Methods: We searched the databases of PubMed, EMBASE, and
the Cochrane Library for eligible studies reporting on the relationships between
statin use and DR, from inception to September 25, 2020. The terms searched
including Diabetes Mellitus, Type 2, Hydroxymethylglutaryl-CoA Reductase
Inhibitors, and Diabetic Retinopathy. We expressed the results as the odds
ratios (ORs) with 95% confidence intervals (CIs) which were calculated using a
random-effects model. Results: A total of 6 eligible studies,
including 43 826 patients, were included in the meta-analysis. The meta-analysis
showed that statin was not associated with elevated risk of DR [OR = 0.96 (95%
CI: 0.80-1.16), P = .68]. Similarly, no differences were found
between statin and placebo in participants ≥500 [OR = 0.98 (95% CI: 0.80-1.21)]

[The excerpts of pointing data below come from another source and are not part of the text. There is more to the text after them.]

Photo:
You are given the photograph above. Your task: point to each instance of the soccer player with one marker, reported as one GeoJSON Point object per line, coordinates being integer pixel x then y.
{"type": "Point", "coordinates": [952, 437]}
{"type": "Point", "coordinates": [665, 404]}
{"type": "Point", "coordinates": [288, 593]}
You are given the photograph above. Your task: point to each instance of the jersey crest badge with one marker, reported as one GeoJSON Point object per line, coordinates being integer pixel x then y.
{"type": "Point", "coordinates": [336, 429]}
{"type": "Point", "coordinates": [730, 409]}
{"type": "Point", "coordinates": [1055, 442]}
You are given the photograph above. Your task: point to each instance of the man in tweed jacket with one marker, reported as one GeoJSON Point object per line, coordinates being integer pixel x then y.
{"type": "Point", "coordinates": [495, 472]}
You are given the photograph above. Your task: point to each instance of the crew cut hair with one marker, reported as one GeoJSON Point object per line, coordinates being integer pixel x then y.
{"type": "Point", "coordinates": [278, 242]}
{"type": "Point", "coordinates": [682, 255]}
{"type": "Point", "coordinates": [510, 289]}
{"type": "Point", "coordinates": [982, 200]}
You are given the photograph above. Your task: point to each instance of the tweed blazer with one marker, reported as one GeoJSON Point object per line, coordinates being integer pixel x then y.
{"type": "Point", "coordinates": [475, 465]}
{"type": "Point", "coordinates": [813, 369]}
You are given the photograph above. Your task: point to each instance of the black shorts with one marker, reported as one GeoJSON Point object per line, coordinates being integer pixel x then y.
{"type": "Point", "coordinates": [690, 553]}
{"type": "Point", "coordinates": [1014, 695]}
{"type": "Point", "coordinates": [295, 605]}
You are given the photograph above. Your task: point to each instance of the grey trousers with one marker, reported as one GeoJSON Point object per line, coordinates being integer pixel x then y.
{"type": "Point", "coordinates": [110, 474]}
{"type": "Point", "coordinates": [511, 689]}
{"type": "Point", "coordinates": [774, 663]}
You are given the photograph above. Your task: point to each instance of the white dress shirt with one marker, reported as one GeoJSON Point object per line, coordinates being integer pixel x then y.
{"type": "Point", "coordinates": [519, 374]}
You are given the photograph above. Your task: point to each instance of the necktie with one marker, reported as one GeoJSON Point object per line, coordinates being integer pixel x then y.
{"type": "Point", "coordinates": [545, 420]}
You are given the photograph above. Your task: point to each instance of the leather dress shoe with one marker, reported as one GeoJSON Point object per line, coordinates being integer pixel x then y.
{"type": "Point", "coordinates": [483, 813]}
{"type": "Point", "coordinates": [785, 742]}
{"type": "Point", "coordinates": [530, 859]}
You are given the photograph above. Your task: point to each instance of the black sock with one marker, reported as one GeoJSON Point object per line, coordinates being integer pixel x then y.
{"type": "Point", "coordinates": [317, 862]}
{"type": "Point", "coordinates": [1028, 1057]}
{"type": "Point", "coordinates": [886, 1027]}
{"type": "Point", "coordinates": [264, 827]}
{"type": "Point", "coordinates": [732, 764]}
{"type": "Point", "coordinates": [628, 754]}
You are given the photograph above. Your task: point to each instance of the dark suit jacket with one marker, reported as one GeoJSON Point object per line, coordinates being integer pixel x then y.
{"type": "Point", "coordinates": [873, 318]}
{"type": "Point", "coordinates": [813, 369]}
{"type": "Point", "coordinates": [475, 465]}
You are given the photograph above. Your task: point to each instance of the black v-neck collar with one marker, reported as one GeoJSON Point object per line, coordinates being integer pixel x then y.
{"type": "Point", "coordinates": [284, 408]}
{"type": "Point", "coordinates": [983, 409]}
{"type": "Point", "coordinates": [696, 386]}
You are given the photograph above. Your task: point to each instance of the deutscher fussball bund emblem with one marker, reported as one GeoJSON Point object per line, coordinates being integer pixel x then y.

or participants <500 [OR = 0.90 (95% CI: 0.49-1.66)]. Further, we conducted a
meta-analysis to study the effect of statin therapy on DR in people with type 2
diabetes according to age and found that statin use was associated with a
decreased risk of DR in patients with type 2 diabetes 40 years of age or older
[OR = 0.87 (95% CI: 0.82-0.92)]. Conclusion: Our meta-analysis revealed
that statin was not associated with elevated risk of DR in patients with
T2DM. Moreover, statin use was associated with a lower incidence of DR in
patients with type 2 diabetes 40 years of age or older.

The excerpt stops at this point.